Supporters of the Electoral College credit it with preserving an important dimension of state-based federalism in our presidential elections and argue that it works to guarantee that our Presidents will have nationwide support. Critics argue under current circumstances that it actually consigns most states in the Union to “spectator” status in presidential elections and drags down voter turnout in these states, reduces the real field of play to fewer than a dozen “swing states,” and dramatically polarizes the nation’s politics while reducing voter turnout. Proposed constitutional amendments for different plans for a direct popular election—some with a run-off provision in the event no candidate receives 40 percent in the first round—have to date made little headway.

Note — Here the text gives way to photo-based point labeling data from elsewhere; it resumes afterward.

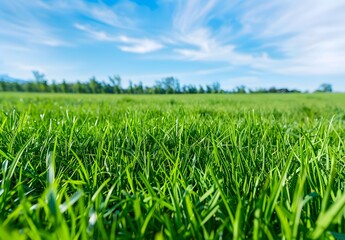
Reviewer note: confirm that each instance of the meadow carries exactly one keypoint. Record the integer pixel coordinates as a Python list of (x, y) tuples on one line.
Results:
[(268, 166)]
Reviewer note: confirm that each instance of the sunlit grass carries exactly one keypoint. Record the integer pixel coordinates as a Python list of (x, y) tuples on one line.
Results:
[(188, 167)]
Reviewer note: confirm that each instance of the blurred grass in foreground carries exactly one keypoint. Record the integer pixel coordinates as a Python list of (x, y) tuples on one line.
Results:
[(172, 166)]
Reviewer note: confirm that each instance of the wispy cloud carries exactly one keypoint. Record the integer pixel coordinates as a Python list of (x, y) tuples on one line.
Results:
[(308, 35), (126, 44)]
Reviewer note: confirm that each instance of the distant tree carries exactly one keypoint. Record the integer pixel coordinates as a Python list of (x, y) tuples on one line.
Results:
[(64, 86), (201, 89), (116, 82), (325, 87), (240, 89), (94, 85), (216, 87)]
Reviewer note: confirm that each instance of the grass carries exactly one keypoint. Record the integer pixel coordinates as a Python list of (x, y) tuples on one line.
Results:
[(168, 167)]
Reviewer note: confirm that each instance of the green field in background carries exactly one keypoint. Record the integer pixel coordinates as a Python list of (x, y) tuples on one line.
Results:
[(256, 166)]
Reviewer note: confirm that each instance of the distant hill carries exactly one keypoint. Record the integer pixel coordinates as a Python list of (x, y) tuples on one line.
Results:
[(6, 78)]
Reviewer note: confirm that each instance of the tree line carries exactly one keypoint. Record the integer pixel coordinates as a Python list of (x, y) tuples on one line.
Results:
[(168, 85)]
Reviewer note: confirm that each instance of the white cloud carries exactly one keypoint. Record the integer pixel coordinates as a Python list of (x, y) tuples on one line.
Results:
[(127, 44), (309, 36)]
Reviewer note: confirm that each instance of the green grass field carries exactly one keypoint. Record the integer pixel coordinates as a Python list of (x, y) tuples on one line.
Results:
[(172, 167)]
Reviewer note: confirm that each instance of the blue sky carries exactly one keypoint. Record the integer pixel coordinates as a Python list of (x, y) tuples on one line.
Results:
[(285, 43)]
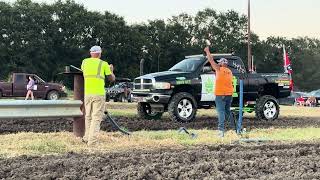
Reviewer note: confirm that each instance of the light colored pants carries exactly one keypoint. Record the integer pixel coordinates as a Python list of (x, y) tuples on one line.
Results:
[(95, 107)]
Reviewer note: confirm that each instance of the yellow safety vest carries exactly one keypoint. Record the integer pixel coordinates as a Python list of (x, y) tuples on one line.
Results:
[(94, 72)]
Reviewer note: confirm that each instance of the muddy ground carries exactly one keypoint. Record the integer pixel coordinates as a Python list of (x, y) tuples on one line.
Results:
[(135, 124), (269, 161)]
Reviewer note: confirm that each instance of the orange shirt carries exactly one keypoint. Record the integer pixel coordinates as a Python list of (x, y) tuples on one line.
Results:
[(224, 85)]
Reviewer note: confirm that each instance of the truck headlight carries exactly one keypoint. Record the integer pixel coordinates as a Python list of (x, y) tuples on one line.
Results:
[(162, 85)]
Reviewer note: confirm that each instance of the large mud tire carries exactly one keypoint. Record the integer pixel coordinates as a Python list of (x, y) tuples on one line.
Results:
[(145, 112), (267, 108), (182, 107)]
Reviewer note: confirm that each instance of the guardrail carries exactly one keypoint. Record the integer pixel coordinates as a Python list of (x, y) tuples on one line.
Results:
[(40, 109)]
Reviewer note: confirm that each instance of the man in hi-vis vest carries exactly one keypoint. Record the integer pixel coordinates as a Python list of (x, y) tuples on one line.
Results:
[(223, 90), (94, 71)]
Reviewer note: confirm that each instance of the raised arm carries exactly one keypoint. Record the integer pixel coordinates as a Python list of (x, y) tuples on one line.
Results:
[(111, 76), (214, 65)]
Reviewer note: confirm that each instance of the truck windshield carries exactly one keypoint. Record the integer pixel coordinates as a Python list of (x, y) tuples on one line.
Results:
[(187, 65)]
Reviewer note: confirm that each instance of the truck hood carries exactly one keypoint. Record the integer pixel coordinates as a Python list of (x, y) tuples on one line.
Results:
[(166, 75)]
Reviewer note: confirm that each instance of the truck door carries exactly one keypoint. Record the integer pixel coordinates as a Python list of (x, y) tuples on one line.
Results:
[(40, 87), (19, 85)]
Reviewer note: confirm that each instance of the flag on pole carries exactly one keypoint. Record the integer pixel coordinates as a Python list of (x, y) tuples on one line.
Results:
[(287, 66), (287, 62)]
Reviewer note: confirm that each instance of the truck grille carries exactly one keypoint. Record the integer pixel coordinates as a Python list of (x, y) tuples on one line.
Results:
[(142, 84)]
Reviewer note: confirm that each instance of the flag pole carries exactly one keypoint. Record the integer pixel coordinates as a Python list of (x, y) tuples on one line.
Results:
[(249, 38)]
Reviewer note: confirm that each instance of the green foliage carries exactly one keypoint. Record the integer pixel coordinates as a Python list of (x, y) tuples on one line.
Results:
[(42, 39)]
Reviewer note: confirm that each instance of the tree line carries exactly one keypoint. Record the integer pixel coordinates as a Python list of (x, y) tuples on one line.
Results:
[(44, 38)]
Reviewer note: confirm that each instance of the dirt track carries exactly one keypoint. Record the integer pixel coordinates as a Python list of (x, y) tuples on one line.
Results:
[(271, 161), (134, 124)]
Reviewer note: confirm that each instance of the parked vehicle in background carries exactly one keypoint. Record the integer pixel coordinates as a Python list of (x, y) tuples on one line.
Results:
[(17, 87), (120, 91)]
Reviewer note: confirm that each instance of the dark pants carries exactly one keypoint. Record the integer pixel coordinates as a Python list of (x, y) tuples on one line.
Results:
[(223, 105)]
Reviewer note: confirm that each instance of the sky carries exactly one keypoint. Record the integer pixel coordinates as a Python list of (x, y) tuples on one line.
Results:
[(288, 18)]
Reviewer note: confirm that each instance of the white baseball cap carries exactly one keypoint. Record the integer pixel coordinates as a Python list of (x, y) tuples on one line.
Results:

A recent and unusual plan to work around the amendment process and address the problems of the Electoral College is the National Popular Vote Plan, which began in Maryland in 2007 and has since won support from a dozen other states. The idea is to form an interstate agreement for states to appoint their Electors for the winner of the national popular vote rather than the winner in each state. Champions of this plan assert that it would guarantee that there would be no more “wrong winners” and that every part of the Union would attract political investment and campaigning by the parties which today quickly abandon large parts of the country to their opponents while taking many other states for granted. Opponents say that the National Popular Vote plan actually defeats the state-based design of the Electoral College, could never be enforced if a state reneged on its promise, and is unconstitutional. Given the continuing polarization of American politics and background unhappiness with the Electoral College, it seems certain that the National Popular Vote plan and other reform proposals will continue to attract public attention and debate.